Tecnologia
Pesquisa diz que interesse em virtualização é superestimado
Apenas 38% dos gestores de TI ouvidos pretendem implementar a virtualização de servidores no próximo ano, aponta pesquisa da Sage Research.
Por IDG Now!
A virtualização de servidores pode ser a tecnologia mais em alta do mundo corporativo, mas uma recente pesquisa com os compradores de TI nas empresas mostra que a adoção em curto prazo pode não corresponder à tendências.

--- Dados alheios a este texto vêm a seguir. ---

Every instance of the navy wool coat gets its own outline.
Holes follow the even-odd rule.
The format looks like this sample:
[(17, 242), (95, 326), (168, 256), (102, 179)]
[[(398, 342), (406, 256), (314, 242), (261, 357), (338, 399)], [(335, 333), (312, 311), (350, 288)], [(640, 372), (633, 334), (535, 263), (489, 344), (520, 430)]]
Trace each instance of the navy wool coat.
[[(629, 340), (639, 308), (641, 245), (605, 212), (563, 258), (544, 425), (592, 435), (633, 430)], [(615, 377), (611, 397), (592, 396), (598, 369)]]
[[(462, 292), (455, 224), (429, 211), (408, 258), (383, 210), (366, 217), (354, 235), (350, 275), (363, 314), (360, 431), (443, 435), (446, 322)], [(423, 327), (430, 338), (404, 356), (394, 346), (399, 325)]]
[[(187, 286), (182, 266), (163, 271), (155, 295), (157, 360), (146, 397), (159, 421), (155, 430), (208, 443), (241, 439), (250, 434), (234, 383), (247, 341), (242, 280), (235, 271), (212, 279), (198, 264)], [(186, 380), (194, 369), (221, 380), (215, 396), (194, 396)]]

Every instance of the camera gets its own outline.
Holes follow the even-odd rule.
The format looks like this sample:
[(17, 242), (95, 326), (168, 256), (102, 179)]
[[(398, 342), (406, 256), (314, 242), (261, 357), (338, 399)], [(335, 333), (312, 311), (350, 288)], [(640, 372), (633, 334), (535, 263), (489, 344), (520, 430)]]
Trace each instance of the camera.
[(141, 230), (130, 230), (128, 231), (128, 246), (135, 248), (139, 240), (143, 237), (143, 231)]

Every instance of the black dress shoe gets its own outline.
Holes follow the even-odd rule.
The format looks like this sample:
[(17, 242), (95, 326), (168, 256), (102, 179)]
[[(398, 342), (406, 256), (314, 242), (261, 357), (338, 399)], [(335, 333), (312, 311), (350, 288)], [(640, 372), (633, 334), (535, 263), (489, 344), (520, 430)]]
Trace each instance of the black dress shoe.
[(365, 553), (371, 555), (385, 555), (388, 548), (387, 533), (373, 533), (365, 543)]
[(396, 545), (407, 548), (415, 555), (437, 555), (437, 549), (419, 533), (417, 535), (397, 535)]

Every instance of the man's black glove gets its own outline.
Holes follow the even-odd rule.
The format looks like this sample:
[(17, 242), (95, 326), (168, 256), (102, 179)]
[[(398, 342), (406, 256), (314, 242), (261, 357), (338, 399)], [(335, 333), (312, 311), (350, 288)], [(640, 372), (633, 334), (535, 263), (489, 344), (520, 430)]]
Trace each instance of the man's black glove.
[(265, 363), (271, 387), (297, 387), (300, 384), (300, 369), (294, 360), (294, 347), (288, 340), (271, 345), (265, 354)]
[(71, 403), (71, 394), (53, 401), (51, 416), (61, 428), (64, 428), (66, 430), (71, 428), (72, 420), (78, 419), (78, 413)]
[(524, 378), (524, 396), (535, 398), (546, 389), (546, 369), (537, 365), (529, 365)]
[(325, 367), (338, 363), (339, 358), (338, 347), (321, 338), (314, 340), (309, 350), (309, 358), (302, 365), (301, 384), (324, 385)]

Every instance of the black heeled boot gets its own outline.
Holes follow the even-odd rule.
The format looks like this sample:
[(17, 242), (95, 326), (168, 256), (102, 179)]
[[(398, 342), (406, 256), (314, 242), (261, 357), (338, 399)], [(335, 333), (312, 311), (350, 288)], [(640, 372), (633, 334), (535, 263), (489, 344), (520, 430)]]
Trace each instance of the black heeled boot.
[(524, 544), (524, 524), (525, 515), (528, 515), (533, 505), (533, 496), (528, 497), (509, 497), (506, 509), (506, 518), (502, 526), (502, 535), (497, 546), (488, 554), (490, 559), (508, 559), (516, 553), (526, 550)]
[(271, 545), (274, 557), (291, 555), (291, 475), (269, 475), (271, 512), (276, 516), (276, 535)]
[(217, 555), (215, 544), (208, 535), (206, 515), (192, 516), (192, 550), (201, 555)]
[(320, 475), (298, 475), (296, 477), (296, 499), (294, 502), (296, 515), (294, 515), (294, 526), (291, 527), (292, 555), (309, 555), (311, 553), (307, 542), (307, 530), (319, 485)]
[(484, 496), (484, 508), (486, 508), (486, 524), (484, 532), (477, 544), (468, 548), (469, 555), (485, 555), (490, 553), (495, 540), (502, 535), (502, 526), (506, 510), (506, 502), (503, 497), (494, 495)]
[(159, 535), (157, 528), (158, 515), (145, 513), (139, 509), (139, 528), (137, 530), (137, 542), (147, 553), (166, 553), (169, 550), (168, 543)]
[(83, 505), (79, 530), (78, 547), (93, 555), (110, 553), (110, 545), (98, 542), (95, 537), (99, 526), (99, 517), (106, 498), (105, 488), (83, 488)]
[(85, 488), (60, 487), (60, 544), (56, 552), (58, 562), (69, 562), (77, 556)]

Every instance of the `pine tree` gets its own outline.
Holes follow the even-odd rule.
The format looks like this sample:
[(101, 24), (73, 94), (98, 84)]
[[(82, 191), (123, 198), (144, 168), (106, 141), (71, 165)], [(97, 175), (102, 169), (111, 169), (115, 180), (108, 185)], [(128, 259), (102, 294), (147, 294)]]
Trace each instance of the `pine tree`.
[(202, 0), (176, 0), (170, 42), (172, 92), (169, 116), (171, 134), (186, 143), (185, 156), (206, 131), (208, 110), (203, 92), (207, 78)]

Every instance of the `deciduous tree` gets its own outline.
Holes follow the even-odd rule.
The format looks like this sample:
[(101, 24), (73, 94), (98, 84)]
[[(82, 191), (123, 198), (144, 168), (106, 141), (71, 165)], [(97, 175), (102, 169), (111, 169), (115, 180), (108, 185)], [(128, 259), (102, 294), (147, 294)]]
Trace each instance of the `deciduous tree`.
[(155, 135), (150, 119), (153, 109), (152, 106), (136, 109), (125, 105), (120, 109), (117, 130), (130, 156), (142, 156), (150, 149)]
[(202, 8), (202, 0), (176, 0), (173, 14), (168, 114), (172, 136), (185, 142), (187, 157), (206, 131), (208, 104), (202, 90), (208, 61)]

Segundo um estudo de agosto, do Sage Research, apenas 38% dos gestores de TI ouvidos pretendem implementar a virtualização de servidores no próximo ano. No entanto, Chris Neal, chefe de TI na Sage, a porcentagem de organizações que de fato vai tirar o projeto do papel deve ser metade deste total, ou seja, 20%.
Segundo Neal, os resultados estão “inflados” graças a fatores que fogem ao controle dos gestores, especialmente o prazo em que conseguirão verba das suas organizações.
Além disso, o estudo, que envolveu 265 profissionais de TI em empresas com mais de 500 funcionários, mostra que as companhias que estão utilizando a virtualização estão fazendo isso para aumentar a eficiência e a utilização dos seus servidores (84%) e diminuir os custos com data centers (72%) - o mantra simples e bem-sucedido promovido pela atual líder deste mercado, a VMware.
Apenas 28% afirmaram estar interessados em virtualização como suporte para utility computing, 45% disseram estar interessados em suportar com mais facilidade múltiplos sistemas operacionais e 51% se disseram interessados em aumentar as capacidades de processamento.
O menor interesse em recursos fora os mais básicos - redução de custos e ganho de eficiência - revela poucas perspectivas de uso inovador da virtualização.
Entre os participantes, 18% disseram estar “muito familiarizados” à tecnologia de virtualização assisitida por chips, como o VT, da Intel, ou op AMD-V, da Advanced Micro Devices.
Um terço dos entrevistados respondeu estar “muito familiarizado” com virtualização assistida por hardware, que promete uma performance melhor que a abordagem pesada de software da VMware, ou que a dos softwares de código aberto, como Xen, Open VZ ou Virtual Iron.
Isso sugere que, por enquanto, a VMWare tem menos a se preocupar do que sugere a imprensa de tecnologia, disse Neal.
“É o padrão clássico de adoção de tecnologia: muito burburinho, seguido por pouca atividade, e depois mais vendas anos depois. A virtualização não está imune a ele”, disse Neal.
“Pela pesquisa, não estamos vendo muitas pessoas pesquisando ativamente e avaliando novas tecnologias. Ainda é uma compra de oportunidade: ‘Preciso de um novo servidor, portanto talvez deva dar uma olhada em virtualização’”, conclui.